Such research power translates into exceptional educational opportunities for our talented students. The University prides itself on graduating students who have undertaken significant research. In recent years, hundreds of students from all disciplines have experienced the thrill of designing their own research projects, collaborating with faculty, and presenting their findings in a public forum. Robust undergraduate research programs enable students to conduct research year-round on campus and around the world.
The University's international research opportunities program is among the largest of its kind and serves as a model for others nationwide. Today the internationalization of the University is an accomplished fact. The study abroad program and international affairs major are strong and growing. Faculty are in demand as visiting professors at universities around the globe (many as Fulbright Fellows), and bring their experiences back to Durham. In October 2010, UNH formalized a partnership with Chengdu University in Sichuan Province, China, and received designation as a Confucius Institute, through which the University offers a broad array of Chinese language and culture courses. More recently, UNH has collaborated with the Australian-based organization Navitas to offer an International University Transfer Program to qualified students from other countries. Since 2011, international students have had the opportunity to increase their English fluency and undertake the first 12 to 18 months of their international baccalaureate program at UNH through the Navitas program.
UNH offers a broad array of undergraduate, graduate, professional, and research programs. Nearly 90 percent of the full-time faculty hold doctoral or terminal degrees, and many have earned national and international reputations.
The University of New Hampshire has a threefold mission of teaching, research, and public service.

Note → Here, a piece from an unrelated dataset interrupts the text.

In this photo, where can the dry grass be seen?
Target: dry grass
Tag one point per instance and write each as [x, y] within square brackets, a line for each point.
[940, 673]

Teaching. All undergraduate programs of instruction at the University are built on a specialized program of general education known as Discovery. The objectives of the Discovery Program carry through the undergraduate subject major as students refine and apply their skills and discover the relationships among fields of study. At every level, students enjoy close contact with individual faculty members who are dedicated to research and scholarship; this is an advantage for students because active scholars and researchers teach by sharing their own learning.

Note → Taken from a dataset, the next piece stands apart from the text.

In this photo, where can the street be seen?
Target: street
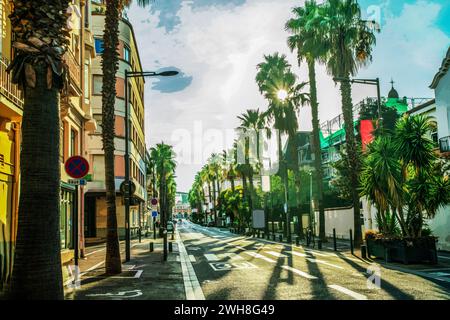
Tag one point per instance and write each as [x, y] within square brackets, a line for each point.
[241, 268]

Research. The activity of research embraces all the arts and sciences at the University: it is an integral part of both undergraduate and graduate programs. In doctoral study and in many master's programs, thesis research is a primary mode of learning. As a land-, sea-, and space-grant institution, the University of New Hampshire has a particular obligation to conduct applied research in the areas of agriculture, marine sciences, and engineering, and to disseminate the findings to the state and nation.
Public Service. The University fulfills its special responsibility for the welfare of the state through UNH Cooperative Extension, and through research and consultation on particular needs of New Hampshire citizens. The University is dedicated to collaborative learning inside and outside the classroom.
The UNH Library
The UNH Library supports the educational and research activities of the students, faculty, and staff of the University of New Hampshire as a research-level library. Experienced reference assistance along with group and individual instruction support students learning how to efficiently research and critically evaluate information on the way to becoming effective lifelong learners.

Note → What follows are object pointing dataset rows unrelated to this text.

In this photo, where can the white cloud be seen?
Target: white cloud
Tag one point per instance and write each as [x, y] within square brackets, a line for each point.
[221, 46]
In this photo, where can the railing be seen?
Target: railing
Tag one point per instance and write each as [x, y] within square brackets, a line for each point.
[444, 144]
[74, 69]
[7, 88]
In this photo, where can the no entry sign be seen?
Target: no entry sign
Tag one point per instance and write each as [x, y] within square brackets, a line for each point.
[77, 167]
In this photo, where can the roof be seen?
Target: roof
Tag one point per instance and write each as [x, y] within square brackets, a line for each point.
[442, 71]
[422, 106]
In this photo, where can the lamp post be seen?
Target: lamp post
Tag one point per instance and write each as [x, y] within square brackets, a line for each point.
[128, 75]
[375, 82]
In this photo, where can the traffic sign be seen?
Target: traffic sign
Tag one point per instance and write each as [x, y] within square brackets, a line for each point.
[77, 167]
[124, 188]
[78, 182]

The Library provides access to an extensive collection of electronic resources (e-books, digital collections, an institutional repository, indexes in many subject areas, statistical data sets, and databases supplying full-text periodical and newspaper articles) 24/7 at www.library.unh.edu. The Library also has approximately 2.7 million print and electronic items and more than 104,000 print and electronic serial subscriptions and is active in digitizing, preserving, and making accessible materials in its collections.
Dimond Library houses collections in the social sciences, humanities, business, health and human services, education, earth sciences and is the regional depository for federal government publications (including maps). Dimond Library is also home to the Connors Writing Center, the Academic Technology Support Center, the Parker Media Lab, and Zeke's Café. The UNH Museum and Special Collections and Archives house rare books, manuscripts, and University publications and papers. In addition to the main Dimond Library, there are three branch libraries for physical sciences and engineering that offer customized services for the UNH scientific and engineering communities.
The library's holdings are supplemented by access to the collections of the Boston Library Consortium members as well as libraries across the country through interlibrary loan. The UNH Library shares resources with the campus library at the University of New Hampshire at Manchester and collaborates with the UNH School of Law library.
All library locations offer wireless Internet access, computer workstations, individual study areas, and collaborative group work spaces. Dimond Library offers seating for more than 1,200 in a variety of settings.
For additional information about UNH Library resources, services, and people, please visit www.library.unh.edu.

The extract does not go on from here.